Chapters 3 through 5 offer an empirical analysis of postwar peacebuilding in El Salvador by exploring the political, economic, and social dynamics of a captured peace. Chapter 3 assesses postwar politics, including the challenges of democratization and increasing polarization. I review the electoral reforms implemented during and after the peace accords in order to highlight systematic barriers to participation that may have benefited the incumbent party. The chapter then focuses on the monopolization of political discourse by political parties, as well as the extent to which parties provide a meaningful conduit for popular representation. I also provide a discussion of the internal development of political parties and examine how party polarization affects representation and the quality of democracy.
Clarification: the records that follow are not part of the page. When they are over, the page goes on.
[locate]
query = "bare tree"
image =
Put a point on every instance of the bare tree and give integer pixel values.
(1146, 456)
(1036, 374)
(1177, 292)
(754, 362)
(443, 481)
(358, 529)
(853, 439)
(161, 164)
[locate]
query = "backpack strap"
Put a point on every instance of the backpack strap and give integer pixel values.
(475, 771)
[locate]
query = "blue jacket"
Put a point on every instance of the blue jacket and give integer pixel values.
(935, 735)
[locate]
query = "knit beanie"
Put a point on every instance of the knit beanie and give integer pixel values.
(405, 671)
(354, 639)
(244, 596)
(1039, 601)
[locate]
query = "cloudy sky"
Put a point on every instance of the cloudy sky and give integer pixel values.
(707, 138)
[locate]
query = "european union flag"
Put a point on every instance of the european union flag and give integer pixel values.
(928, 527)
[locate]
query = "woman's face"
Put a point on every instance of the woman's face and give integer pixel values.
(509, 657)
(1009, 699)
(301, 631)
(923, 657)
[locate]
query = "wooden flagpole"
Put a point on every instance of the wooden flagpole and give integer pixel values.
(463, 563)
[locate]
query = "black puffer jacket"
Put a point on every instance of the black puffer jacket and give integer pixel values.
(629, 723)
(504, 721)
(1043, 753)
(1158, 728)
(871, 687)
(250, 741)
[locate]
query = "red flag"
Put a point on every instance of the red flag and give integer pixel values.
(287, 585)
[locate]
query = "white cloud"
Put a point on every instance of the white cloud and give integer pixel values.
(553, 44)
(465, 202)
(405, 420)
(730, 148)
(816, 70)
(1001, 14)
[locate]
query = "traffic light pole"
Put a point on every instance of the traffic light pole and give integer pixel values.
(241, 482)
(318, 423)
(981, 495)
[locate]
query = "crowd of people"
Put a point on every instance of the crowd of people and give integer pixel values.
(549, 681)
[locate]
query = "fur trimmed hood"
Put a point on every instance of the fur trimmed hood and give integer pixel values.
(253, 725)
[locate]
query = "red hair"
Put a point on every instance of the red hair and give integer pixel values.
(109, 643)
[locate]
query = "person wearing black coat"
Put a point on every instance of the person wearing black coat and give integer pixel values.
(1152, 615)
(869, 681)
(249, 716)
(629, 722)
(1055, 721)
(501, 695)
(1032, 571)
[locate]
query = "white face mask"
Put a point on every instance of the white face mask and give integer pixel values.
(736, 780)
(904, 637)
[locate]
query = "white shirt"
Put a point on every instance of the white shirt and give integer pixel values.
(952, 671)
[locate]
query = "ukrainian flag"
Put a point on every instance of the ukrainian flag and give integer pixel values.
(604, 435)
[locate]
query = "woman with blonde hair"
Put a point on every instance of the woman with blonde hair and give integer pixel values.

This is followed by an analysis of the postwar election cycles after 1994 for presidential elections (1999, 2004, 2009, 2014) and legislative and municipal elections (1997, 2000, 2003, 2006, 2009, 2012, 2015).

Chapter 4 examines the postwar economy, which has been characterized by deepening economic exclusion through the application of the neoliberal model across four successive ARENA administrations. The policies implemented under the administration of Alfredo Cristiani were concurrent with the negotiation of the peace accords and the early phases of their implementation. The continued application of the model by the Calderón Sol and Flores administrations deepened the reforms, which resulted in increased political and social opposition. The popular dissatisfaction with the economy under Flores led to a change in discourse under the Saca administration, which was instead imbued with populist language and social programs while continuing neoliberal policies. ARENA’s policies did little to alleviate socioeconomic exclusion, and the economy became overly dependent on remittances sent back from Salvadorans living abroad. The failure of these policies was exposed by the global financial crisis, from which the country has yet to recover. I also assess the extent to which the Funes administration was able to diverge from the model established by the ARENA governments and the conflicts that arose as a result of policies that threatened elite interests. Additionally, various corruption scandals exposed the extent to which those in power used the state for their own benefit.

Chapter 5 addresses three dominant problems of postwar society: migration, crime, and the limitation of political space for civil society. Social exclusion and marginalization have both political and economic roots that precede the peace accords, although the impact of neoliberalism and the retraction of the state from public spheres have contributed greatly to these problems. The failure to deal with these issues has resulted in the mass emigration of Salvadorans in the postwar era, which has resulted in the deterioration of families and society and has helped fuel a wave of crime and violence of epic proportions, for which El Salvador has now become notorious. The multifaceted causes of this crime and violence are examined, which includes a discussion of state complicity and failures during the implementation of security reforms. This chapter also explores policy responses to crime and highlights how ARENA used social exclusion and authoritarianism as instruments of the state to maintain the status quo.

In the final chapter I summarize the book’s major findings and discuss the extent to which it is possible to reclaim the captured peace. I also discuss the lessons that El Salvador’s captured peace holds for peacebuilders and seek to identify mechanisms that might limit the advantage of incumbent elites.